Pay-per-credit influences financial aid

Mickayla Miller
Associate Copy Editor

As the end of the semester winds down, it’s hard to not think about what the next year has to bring. For many students in Millersville, these plans include returning in the fall to yet another semester, filling out scholarship forms and making sure they meet the registration deadline.

This year, sophomores, juniors and seniors all noticed a bit of a change to their bills; this is because Millersville University enacted a new model for their tuition billing which is a “pay-per-credit” model; in other words, students pay for the credits they take. This change left some people with higher amounts to pay than what was previously thought.

This may have led to some misdirected anger to the Financial Aid Department, as students might not have known about the new information, or, if they did, they did not ask about it.

“Most students didn’t know about the per-credit-tuition model… It was everywhere, but most students did not call and complain. The information was put out there, I just don’t think most folks read it,” said Dwight Horsey, Director of Financial Aid and Assistant Vice President for Enrollment Management.

During the winter break, in past years, students would receive a check for extra funds from loans, and the funds would be used to purchase books and other things needed; however, this semester, the funds arrived later. This was also due to the new pay-per-credit tuition model. “Because of the new tuition model, when you register for new classes, your financial aid is based on your registration. If you register for 12 credits, you’re eligible for 12 credits of benefits. In the past, it was one charge,” Horsey said.

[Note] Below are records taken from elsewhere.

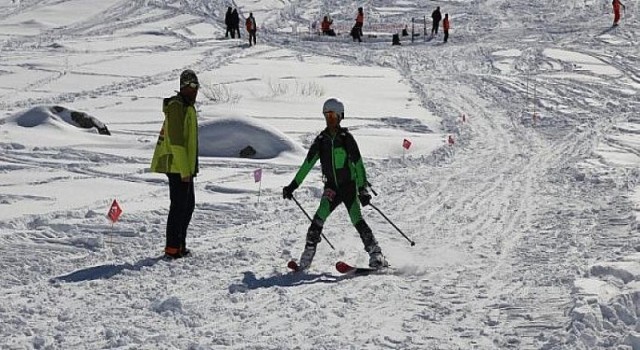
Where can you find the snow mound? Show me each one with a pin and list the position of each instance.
(228, 136)
(56, 116)
(607, 305)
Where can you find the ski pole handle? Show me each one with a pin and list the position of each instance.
(372, 190)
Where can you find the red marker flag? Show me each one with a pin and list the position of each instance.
(114, 212)
(257, 175)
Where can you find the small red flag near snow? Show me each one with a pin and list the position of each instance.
(257, 175)
(114, 212)
(450, 140)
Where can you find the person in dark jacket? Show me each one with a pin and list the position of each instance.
(227, 22)
(235, 22)
(326, 27)
(445, 27)
(437, 17)
(176, 155)
(356, 31)
(252, 28)
(345, 183)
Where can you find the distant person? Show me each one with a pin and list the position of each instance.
(437, 17)
(235, 22)
(445, 27)
(345, 183)
(251, 28)
(356, 32)
(616, 11)
(326, 26)
(405, 31)
(176, 154)
(229, 24)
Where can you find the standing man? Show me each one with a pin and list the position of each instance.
(227, 22)
(437, 17)
(356, 32)
(616, 11)
(235, 22)
(251, 28)
(345, 182)
(445, 27)
(176, 155)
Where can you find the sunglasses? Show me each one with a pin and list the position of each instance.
(191, 85)
(330, 114)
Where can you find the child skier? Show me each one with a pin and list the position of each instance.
(345, 182)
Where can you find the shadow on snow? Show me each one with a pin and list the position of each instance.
(104, 271)
(249, 281)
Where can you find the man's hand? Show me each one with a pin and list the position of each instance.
(364, 197)
(287, 191)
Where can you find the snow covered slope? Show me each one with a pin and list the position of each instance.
(525, 226)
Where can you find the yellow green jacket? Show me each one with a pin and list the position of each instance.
(177, 147)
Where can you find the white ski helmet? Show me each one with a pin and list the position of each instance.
(334, 105)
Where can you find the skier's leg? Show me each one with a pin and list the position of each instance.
(177, 196)
(376, 259)
(327, 204)
(190, 206)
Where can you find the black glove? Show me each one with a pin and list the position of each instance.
(287, 191)
(364, 197)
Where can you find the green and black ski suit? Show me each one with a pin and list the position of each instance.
(344, 177)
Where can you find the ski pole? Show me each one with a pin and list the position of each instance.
(392, 224)
(308, 217)
(371, 187)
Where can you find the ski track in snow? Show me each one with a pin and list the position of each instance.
(515, 205)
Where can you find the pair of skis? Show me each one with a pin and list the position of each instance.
(341, 267)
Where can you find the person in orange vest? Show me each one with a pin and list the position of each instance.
(356, 32)
(616, 11)
(445, 27)
(251, 28)
(326, 27)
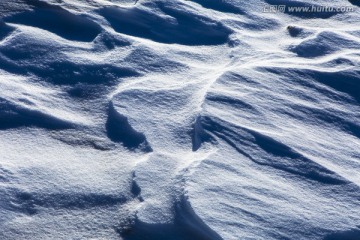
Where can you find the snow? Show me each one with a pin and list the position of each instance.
(201, 119)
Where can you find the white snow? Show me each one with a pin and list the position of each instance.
(203, 119)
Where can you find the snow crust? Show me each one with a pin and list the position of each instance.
(200, 119)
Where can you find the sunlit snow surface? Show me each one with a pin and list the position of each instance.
(178, 120)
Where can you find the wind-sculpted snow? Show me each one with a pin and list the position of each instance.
(179, 120)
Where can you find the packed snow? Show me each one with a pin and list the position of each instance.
(179, 120)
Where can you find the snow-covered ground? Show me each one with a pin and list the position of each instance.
(179, 120)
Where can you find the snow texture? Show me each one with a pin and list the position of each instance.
(181, 120)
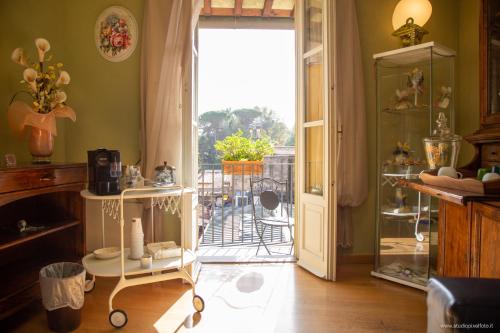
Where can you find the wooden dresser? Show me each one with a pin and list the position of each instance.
(468, 232)
(46, 196)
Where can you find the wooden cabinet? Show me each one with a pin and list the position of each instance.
(469, 239)
(485, 240)
(46, 196)
(454, 239)
(468, 232)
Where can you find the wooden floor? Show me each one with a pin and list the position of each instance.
(254, 298)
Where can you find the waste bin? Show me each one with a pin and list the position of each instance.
(62, 285)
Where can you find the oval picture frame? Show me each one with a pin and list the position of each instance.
(116, 33)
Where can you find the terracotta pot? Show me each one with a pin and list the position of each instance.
(41, 145)
(242, 167)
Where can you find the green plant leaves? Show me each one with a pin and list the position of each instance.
(236, 147)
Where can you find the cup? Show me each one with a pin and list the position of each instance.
(147, 261)
(450, 172)
(481, 172)
(490, 176)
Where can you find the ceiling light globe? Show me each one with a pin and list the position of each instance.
(419, 10)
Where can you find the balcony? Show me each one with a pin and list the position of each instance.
(225, 216)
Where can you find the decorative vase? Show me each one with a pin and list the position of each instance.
(41, 145)
(242, 167)
(136, 239)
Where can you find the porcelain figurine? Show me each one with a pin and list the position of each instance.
(164, 175)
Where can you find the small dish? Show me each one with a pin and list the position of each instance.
(107, 252)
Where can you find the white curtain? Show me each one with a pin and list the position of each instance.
(166, 40)
(352, 173)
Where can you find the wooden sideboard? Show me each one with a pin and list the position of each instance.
(42, 195)
(468, 232)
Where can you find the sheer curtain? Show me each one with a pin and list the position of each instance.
(352, 173)
(166, 40)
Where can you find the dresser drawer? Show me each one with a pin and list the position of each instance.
(13, 181)
(52, 177)
(490, 153)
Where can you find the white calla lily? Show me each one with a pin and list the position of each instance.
(18, 57)
(29, 76)
(43, 46)
(64, 78)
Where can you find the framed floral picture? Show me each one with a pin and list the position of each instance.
(116, 33)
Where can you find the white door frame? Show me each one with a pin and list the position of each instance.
(323, 262)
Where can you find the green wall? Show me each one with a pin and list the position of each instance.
(467, 75)
(105, 95)
(453, 24)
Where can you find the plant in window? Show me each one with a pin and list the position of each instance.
(241, 155)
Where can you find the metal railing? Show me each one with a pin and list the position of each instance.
(224, 211)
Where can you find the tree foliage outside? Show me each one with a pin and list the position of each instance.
(256, 123)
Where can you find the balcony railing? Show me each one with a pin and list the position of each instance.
(225, 211)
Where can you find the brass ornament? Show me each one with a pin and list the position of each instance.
(410, 33)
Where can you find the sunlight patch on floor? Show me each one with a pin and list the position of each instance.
(247, 299)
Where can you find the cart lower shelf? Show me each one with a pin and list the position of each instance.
(112, 267)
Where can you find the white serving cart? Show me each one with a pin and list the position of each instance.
(130, 271)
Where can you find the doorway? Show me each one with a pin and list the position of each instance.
(246, 88)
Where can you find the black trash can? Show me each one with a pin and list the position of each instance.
(62, 286)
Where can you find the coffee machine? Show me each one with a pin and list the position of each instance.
(104, 171)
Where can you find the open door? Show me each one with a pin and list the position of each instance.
(316, 204)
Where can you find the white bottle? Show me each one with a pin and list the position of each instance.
(136, 239)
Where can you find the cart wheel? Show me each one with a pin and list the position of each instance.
(198, 303)
(89, 286)
(118, 318)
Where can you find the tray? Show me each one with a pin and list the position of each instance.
(467, 184)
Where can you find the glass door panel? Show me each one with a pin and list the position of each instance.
(314, 160)
(313, 24)
(314, 87)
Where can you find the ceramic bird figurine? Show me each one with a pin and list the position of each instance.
(444, 99)
(416, 82)
(402, 99)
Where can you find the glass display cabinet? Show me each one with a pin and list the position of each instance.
(415, 87)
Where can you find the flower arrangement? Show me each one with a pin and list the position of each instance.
(44, 83)
(236, 147)
(114, 36)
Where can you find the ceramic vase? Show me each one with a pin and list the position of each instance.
(136, 239)
(41, 145)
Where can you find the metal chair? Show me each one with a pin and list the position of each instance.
(271, 207)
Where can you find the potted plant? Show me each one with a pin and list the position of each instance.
(241, 155)
(44, 84)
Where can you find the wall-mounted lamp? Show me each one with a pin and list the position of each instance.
(408, 18)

“The reason we wait is because if we give the refund the first day of classes, and you add or drop a class, I have to now come back to you and ask you for that money back. No one wants to give money back,” Horsey said. “However, we do have emergency loan funds, if a student really needed that money before the drop/add date, we could help them with an emergency fund loan.”

Because students were paying for the number credits they were taking, instead of one flat charge, the university allocated funds to help with the gap, which may have made the students unable to attend. It’s called the MU Grant, and $1.1 million was set aside to help those that need it. “Not everyone is going to see that [money], but [if] people come and say they need help, we will find the resources to help cover financial aid,” Horsey said. However, it is too late this semester to tap into these funds; the best time to look into it is when bills are due, Horsey added.

While it may be too late this semester to get extra funds in the form of scholarships or grants, it’s not too late to start thinking about the upcoming fall semester. “The biggest, most important thing students can do in the summer is work and save as much money as they can,” Horsey said. “If nothing else, you definitely have to save money for books.”

According to Horsey, perhaps one of the most under-utilized resources that Millersville has to offer is the Millersville Scholarship Database. Freshmen don’t have much use for it, as students must have a Millersville GPA before applying. “Unfortunately most of our scholarships aren’t known about,” Horsey said. “[The database] makes it easy for you.”

Many may find the Financial Aid Department intimidating, but Horsey stressed that they’re more like counselors, rather than accountants. “We’re in a business of truth telling in financial aid… We’re always going to be honest with students, because we’re not salesman here,” Horsey said. “What we try to do is make it easy for you.”

Next year, be sure to stop by the Financial Aid Department, to look into what opportunities may be had. “I do wish more people knew what we did,” Horsey said. “Our job is to help you to the best of our ability, and that’s what we’re here to do.”